Here’s the thing. I’d expected the fiery embrace of death or, more likely and less melodramatic, the shameful and expensive embrace of bodywork repairs. Yet the Performante shrugged off my occasional ineptitude with Latin insouciance. When I screwed up my line into the corners, the all-wheel drive finessed me back into place. When I carried too much speed, the carbon ceramic brakes hauled me to sensible levels without wheel-spin, clouds of smoke, or a backend that wanted to overtake the front. All of the raw angst that I’d expected, the refusal to compromise to me, a dumb human who had been stupidly entrusted with the keys, failed to materialize.
Could it be that Lamborghini’s engineers have made the Performante simply too good? The consensus is that the new, more extreme model easily out-performs the regular Huracan. It grips more, turns more sharply, does a better job at getting its power to the asphalt.
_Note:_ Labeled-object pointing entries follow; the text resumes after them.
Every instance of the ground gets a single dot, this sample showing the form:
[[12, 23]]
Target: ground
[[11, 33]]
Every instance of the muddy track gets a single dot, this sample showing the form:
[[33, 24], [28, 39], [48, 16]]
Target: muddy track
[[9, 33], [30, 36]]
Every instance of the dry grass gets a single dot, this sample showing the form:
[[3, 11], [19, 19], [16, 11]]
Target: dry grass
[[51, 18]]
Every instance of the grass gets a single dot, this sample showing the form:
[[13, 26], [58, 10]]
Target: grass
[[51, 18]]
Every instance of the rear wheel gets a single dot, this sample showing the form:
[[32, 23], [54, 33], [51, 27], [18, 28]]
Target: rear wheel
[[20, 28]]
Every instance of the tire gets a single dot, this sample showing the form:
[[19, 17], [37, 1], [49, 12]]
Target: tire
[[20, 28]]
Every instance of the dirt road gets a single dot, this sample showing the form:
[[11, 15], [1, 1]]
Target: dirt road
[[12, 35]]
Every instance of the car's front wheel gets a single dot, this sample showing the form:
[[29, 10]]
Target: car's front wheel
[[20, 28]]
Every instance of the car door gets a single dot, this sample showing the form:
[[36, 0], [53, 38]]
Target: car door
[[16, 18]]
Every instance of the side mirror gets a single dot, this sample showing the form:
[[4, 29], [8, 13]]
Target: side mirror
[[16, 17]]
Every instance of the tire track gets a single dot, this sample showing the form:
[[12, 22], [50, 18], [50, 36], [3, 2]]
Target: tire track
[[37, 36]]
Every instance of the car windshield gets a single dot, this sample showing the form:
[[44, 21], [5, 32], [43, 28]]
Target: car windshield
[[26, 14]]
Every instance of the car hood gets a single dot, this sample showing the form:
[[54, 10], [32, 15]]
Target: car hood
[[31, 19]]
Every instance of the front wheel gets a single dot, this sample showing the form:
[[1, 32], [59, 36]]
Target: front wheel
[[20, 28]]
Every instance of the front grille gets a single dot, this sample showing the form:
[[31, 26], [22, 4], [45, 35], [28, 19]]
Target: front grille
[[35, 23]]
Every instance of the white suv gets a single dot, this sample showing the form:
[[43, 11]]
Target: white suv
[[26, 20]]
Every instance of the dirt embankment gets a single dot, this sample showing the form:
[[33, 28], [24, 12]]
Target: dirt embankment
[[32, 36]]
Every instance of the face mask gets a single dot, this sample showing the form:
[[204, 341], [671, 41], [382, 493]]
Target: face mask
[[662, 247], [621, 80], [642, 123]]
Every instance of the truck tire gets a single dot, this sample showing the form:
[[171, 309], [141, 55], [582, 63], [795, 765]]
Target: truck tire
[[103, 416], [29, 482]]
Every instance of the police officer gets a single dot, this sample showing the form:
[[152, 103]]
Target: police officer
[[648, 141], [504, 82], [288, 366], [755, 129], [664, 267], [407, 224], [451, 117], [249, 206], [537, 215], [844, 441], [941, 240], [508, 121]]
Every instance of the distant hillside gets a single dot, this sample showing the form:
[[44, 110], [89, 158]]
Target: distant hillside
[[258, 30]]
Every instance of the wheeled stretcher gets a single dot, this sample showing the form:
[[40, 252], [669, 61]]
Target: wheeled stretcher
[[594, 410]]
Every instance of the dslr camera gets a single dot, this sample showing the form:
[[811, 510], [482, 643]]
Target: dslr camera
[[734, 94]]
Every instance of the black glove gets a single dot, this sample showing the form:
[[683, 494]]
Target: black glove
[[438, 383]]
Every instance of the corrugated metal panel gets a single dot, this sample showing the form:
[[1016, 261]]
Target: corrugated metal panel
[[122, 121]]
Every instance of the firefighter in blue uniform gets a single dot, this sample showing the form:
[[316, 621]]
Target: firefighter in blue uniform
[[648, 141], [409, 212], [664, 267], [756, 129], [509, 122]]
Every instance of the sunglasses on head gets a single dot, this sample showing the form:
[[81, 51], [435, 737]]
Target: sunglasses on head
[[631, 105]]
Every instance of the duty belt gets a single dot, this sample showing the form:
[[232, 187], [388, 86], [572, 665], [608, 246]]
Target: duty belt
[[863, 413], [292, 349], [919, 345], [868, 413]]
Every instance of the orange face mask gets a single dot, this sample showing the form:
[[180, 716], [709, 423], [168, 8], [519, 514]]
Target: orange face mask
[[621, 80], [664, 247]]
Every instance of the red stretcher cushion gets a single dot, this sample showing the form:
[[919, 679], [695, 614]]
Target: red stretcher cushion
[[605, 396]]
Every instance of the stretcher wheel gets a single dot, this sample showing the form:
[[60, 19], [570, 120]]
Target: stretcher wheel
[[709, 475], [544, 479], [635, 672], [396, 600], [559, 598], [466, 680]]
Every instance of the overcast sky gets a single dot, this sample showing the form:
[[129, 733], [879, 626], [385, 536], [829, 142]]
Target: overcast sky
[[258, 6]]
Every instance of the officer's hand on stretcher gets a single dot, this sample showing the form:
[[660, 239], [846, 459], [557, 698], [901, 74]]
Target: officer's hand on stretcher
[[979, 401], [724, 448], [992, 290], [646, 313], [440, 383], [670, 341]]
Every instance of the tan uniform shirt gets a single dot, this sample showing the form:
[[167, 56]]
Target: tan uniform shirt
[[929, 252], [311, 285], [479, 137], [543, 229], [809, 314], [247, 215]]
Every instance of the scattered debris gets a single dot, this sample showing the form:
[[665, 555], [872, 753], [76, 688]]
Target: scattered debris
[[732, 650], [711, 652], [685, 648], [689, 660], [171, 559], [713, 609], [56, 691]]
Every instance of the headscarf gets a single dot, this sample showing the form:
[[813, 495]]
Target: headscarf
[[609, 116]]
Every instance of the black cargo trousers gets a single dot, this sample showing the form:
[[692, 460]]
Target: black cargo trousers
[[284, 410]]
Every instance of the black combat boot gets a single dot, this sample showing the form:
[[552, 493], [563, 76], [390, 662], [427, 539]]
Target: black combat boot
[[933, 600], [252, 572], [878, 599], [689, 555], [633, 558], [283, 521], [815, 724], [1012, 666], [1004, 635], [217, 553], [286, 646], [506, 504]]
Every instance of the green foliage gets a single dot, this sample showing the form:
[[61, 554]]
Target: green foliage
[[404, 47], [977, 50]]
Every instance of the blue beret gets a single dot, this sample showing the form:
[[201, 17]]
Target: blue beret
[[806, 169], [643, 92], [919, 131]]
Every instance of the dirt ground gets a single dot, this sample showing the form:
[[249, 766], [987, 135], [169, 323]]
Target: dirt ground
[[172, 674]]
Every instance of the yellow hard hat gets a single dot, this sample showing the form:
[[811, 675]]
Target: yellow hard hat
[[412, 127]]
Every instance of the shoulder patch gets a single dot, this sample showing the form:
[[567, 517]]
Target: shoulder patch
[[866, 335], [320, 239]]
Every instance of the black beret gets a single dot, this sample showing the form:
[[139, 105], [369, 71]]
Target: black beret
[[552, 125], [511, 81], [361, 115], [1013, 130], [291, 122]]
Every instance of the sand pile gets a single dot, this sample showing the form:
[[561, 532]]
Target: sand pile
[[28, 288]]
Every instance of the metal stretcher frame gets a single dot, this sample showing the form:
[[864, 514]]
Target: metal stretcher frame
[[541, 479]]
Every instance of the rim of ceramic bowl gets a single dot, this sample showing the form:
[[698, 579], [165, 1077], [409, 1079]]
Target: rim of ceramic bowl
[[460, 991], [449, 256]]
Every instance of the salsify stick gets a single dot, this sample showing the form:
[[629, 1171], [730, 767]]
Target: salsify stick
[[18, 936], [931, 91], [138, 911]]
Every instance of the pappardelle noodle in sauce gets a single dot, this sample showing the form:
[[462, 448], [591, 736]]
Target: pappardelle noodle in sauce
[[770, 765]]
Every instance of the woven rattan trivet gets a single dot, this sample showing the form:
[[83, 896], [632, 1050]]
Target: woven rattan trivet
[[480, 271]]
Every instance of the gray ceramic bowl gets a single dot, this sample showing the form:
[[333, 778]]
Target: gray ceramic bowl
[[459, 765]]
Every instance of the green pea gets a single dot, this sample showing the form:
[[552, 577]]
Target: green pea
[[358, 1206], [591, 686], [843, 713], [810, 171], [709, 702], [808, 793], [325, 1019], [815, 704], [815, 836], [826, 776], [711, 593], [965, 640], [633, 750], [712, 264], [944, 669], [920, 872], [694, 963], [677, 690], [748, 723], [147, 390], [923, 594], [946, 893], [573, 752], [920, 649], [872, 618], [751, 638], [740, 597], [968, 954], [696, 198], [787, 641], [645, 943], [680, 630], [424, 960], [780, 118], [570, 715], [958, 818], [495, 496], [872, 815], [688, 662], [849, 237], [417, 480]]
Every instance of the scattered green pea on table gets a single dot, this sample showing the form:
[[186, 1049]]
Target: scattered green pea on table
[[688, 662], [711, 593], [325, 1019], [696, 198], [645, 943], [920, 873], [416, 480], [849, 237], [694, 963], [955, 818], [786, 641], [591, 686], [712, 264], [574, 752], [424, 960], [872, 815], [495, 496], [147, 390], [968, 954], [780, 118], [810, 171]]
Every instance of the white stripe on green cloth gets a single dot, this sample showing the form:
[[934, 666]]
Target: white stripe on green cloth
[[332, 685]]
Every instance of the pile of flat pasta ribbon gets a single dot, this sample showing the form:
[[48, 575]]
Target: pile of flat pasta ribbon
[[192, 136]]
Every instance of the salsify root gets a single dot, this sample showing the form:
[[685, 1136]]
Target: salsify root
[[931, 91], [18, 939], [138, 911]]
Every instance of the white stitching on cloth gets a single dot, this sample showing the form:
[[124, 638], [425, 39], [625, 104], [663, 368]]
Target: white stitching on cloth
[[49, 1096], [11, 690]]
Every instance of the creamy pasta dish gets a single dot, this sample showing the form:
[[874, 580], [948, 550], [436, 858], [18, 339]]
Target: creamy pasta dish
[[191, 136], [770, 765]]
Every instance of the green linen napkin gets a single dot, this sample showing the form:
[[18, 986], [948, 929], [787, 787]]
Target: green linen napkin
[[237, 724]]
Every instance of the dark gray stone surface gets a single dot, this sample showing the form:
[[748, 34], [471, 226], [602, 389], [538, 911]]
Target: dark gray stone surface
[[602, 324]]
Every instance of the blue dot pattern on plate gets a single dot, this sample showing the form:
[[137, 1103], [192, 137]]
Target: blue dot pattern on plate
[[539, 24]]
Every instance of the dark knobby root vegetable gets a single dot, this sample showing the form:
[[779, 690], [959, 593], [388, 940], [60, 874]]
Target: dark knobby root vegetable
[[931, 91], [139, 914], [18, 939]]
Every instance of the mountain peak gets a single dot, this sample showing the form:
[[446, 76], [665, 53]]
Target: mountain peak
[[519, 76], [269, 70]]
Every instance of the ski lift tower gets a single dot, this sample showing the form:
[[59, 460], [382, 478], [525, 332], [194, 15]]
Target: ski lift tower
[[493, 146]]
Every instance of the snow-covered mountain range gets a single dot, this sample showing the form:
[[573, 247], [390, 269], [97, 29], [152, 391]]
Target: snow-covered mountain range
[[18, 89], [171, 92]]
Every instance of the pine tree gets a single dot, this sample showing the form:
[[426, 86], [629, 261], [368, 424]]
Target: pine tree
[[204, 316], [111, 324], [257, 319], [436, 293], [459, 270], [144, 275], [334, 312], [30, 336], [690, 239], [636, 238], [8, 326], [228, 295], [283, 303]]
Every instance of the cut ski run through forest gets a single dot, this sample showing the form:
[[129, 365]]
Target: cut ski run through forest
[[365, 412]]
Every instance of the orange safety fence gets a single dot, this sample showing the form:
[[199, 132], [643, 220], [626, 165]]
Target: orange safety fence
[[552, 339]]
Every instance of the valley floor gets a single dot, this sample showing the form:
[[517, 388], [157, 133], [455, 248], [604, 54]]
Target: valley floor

“At the limit,” one of Lamborghini’s pro-drivers explained to me as he threw me around the track on a hot lap, “it’s super-tuned to what you’re doing with your feet.” I don’t doubt it, but since I’m far, far from the level of a professional racing driver, I suspect I’d never get anywhere close.
Don’t get me wrong, the Performante wants to go fast. Aches to, indeed: it’s where it sings, where it demonstrates every advantage of its impressive technology. Never, whether I was fumbling at the wheel or Lamborghini’s pro was in control, did I feel like it was about to break loose and ruin my day, dramatically and expensively. That might almost sound like a disappointment, if you’re primed by temperamental cars in the automaker’s history, but I strongly suspect it’s more welcome when you’re the one footing the bill.
Barring driver stupidity, I feel like there’s no way you could reach its limits on public roads, at anywhere in the ballpark of legal speeds. In a twist I never saw coming, the Huracan Performante is actually eminently approachable. It looks like a Lamborghini, it sounds like a Lamborghini, but I would not have expected the controlled fury I found behind the wheel.